Evidemment un film à part. Les derniers jours d'un homme qui a décidé de mettre fin à sa vie. Thème éminemment tragique et d'emblée traité sur un mode grotesque, puisque notre anti-héros a pris pour se suicider sa bicyclette et se balade tout au long du film dans ce costume si subtilement ridicule d'une tenue de sport bic orange fluo. Le bonhomme est las d'une vie dont il vient de boire jusqu'à la lie la potion amère, non qu'il ait été malheureux particulièrement, il l'a été comme tous les hommes modernes le sont aujourd'hui, selon lui, forcés qu'ils sont de réussir, d'être performants, même s'ils ne sont aucunement doués pour ça. Le point de vue pourrait être simple, même simpliste, je l'ai ressenti plus complexe.
D'abord l'homme est loin d'être un imbécile, cette conscience malheureuse est très aboutie, elle s'alimente à une réflexion philosophique que certaines séquences traitent avec beaucoup de talent. Deux scènes m'ont plu tout particulièrement, par le mélange des genres et l'habileté de l'aphorisme: celle où le personnage voulant allumer sa cigarette s'aperçoit qu'il ne sait pas faire du feu, à quoi s'ajoute son incapacité à dessiner un boeuf sur un rocher : 15 000 ans d’histoire pour en arriver là ! ; celle aussi où avec un homme qu'il rencontre sur son chemin il pousse pour jouer un petit cycliste miniature grâce à un jet de billes. Bon compagnon, l'autre qui a perdu, part d'une crise de fou rire très communicative, et le héros de conclure: "Voilà, j'ai tout foiré, j'ai pris la vie trop au sérieux, alors qu'elle n'est qu'une partie de billes entre 2 néants".

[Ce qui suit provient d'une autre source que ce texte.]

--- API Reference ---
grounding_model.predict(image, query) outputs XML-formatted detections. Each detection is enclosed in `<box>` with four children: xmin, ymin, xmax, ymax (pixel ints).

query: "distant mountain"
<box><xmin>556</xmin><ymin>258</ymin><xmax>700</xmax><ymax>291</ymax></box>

En réalité cette balade ante-mortem révèle encore bien des choses à cet homme fini que la merveilleuse nature qu'il traverse laisse totalement indifférent, voire hostile (« Tu te crois beau, dit-il au soleil qui disparait dans ses voiles, va te coucher !). Mais rien n’y fera, même l’espoir traité de façon poétique et amusante du dernier recours, la fée endomorphine qui vient temporairement à son secours, ne suffira pas. Le dénouement est inéluctable. Sur un mode minimaliste que dément la somptuosité et la force d'une musique faite de chants de douleur, nous assistons à la mort d'un quidam certes mais aussi à celle de l'homme tout entier, celui qui a échoué à s'élever vers de splendeurs inaccessibles qu'évoque le poème final.
Quant à l’acteur, que ce soit Houellebecq ne me gêne pas ; franchement il a la gueule de l’emploi et ses envolées lyriques au cœur d’un drame d’une intense banalité métaphysique sont tout à fait le reflet de son univers de création littéraire.